Recurrent machine learning ETL using Luigi

2019-08-07 14:36发布

问题:

Today, running the machine learning job I've written is done by hand. I download the needed input files, learn and predict things, output a .csv file, which I then copy into a database.

However, since this is going into production, I need to automate all this process. The needed input files will arrive every month (and eventually more frequently) into a S3 bucket from the provider.

Now I'm planning using Luigi to solve this problem. Here is the ideal process:

  • Every week (or day, or hour, whatever I feel is better) I need my program to watch the S3 bucket for new files
  • When a file arrives, my machine learning pipeline is fired, and spits some pandas dataframes.
  • After that, I need my program to write these results into different DBs

The problem is, I don't know how to use Luigi to automate:

  1. File watching
  2. Schedule tasks (e.g. for every month)
  3. Deploy it (in a reproducible manner)
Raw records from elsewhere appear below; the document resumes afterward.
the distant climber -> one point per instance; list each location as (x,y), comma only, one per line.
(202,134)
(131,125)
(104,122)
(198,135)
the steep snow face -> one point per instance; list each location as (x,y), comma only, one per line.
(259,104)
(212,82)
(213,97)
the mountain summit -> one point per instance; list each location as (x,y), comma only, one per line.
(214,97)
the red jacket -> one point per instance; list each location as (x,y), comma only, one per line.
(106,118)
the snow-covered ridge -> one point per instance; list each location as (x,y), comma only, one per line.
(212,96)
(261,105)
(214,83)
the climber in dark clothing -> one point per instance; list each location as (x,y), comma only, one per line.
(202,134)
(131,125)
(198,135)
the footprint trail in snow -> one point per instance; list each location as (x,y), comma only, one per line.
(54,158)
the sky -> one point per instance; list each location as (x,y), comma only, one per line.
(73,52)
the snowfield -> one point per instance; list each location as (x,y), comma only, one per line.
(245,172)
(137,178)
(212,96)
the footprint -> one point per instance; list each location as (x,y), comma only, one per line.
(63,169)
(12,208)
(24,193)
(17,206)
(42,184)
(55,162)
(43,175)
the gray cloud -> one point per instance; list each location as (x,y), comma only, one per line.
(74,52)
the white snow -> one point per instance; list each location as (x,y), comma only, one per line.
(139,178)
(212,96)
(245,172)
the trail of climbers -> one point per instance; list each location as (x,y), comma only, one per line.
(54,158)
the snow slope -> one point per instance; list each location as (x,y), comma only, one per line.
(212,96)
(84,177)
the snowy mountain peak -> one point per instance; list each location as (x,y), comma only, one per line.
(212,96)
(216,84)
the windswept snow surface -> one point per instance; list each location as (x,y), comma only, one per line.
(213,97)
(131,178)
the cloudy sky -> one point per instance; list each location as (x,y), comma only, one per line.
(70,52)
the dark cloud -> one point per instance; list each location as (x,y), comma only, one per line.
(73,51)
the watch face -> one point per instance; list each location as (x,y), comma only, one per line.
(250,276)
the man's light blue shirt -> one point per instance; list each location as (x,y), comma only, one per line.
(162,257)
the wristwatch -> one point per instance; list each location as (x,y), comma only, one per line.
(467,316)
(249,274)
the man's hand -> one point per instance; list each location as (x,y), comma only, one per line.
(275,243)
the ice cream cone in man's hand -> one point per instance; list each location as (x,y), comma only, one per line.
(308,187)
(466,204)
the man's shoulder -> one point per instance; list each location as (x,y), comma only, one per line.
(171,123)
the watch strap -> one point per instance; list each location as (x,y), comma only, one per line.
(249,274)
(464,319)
Today, here is the pipeline skeleton that I have in mind:

import luigi

from mylib import ml_algorithm
from mytools import read_s3, write_hdfs, read_hdfs, write_db, new_files, mark_as_done

class Extract(luigi.Task):
    date = luigi.DateParameter()
    s3_path = luigi.Parameter()
    filename = luigi.Parameter()
    def requires(self):
        pass
    def output(self, filename):
        luigi.hdfs.HdfsTarget(self.date.strftime('data/%Y_%m_%d' + self.filename)
    def run(self):
        data = read_s3(s3_path + '/' + file)
        with self.output.open('w') as hdfs_file:
            write_hdfs(hdfs_file, data)


class Transform(luigi.Task):
    date = luigi.DateParameter()
    s3_path = luigi.Parameter()
    filename = luigi.Parameter()
    def requires(self):
        return Extract(self.date, self.s3_path, self.filename)
    def output(self, filename):
        luigi.hdfs.HdfsTarget(self.date.strftime('data/results/%Y_%m_%d_' + filename)
    def run(self):
        with self.input().open('r') as inputfile:
            data = read_hdfs(inputfile)
        result = ml_algorithm(data)
        with self.output().open('w') as outputfile:
            write_hdfs(outputfile, result)
        mark_as_done(filename)



class Load(luigi.Task):
    date = luigi.DateParameter()
    s3_path = luigi.Parameter()
    def requires(self):
        return [Transform(self.date, self.s3_path, filename) for filename in new_files(self.s3_path)]
    def output(self):
        # Fake DB target, just for illustrative purpose
        luigi.hdfs.DBTarget('...')
    def run(self):
        for input in self.input():
            with input.open('r') as inputfile:
                result = read_hdfs(inputfile)
            # again, just for didatic purposes
            db = self.output().connection
            write_db(db, result)

Then I would add this to crontab and simply wrap into a Docker container.

Questions:

  • Is this the correct pattern that people use to do this? Is there a better way to do it?
  • If I had Transform1 (that depends on the input data) and Transform2 (that depends on Transform1 result) and wanted to save both results into different DBs, how could one implement this using a Luigi pipeline (also in this context of watching files)?
  • Do people use something different than cron for this?
  • How to containerize this properly?

回答1:

Your pattern looks largely correct. I would start by using a cron job to call a script that triggers the Load task pipeline. It looks like this Load task already verifies the existence of new files in the S3 bucket, but you would have to change the output to also be conditional, which could be a status file or something else if there is nothing to do. You could also do this in a higher level WrapperTask (with no output) that just required the Load task only if there were new files. Then you could use this WrapperTask to require two different Load tasks and which would respectively require your Transform1 and Transform2.

Adding in containers... what my cron really calls is a script that pulls my latest code from git, builds a new container if necessary, and then calls docker run. I have another container that is always up running luigid. The daily docker run executes a shell script in the container using CMD that calls the luigi task with the parameters needed for that day.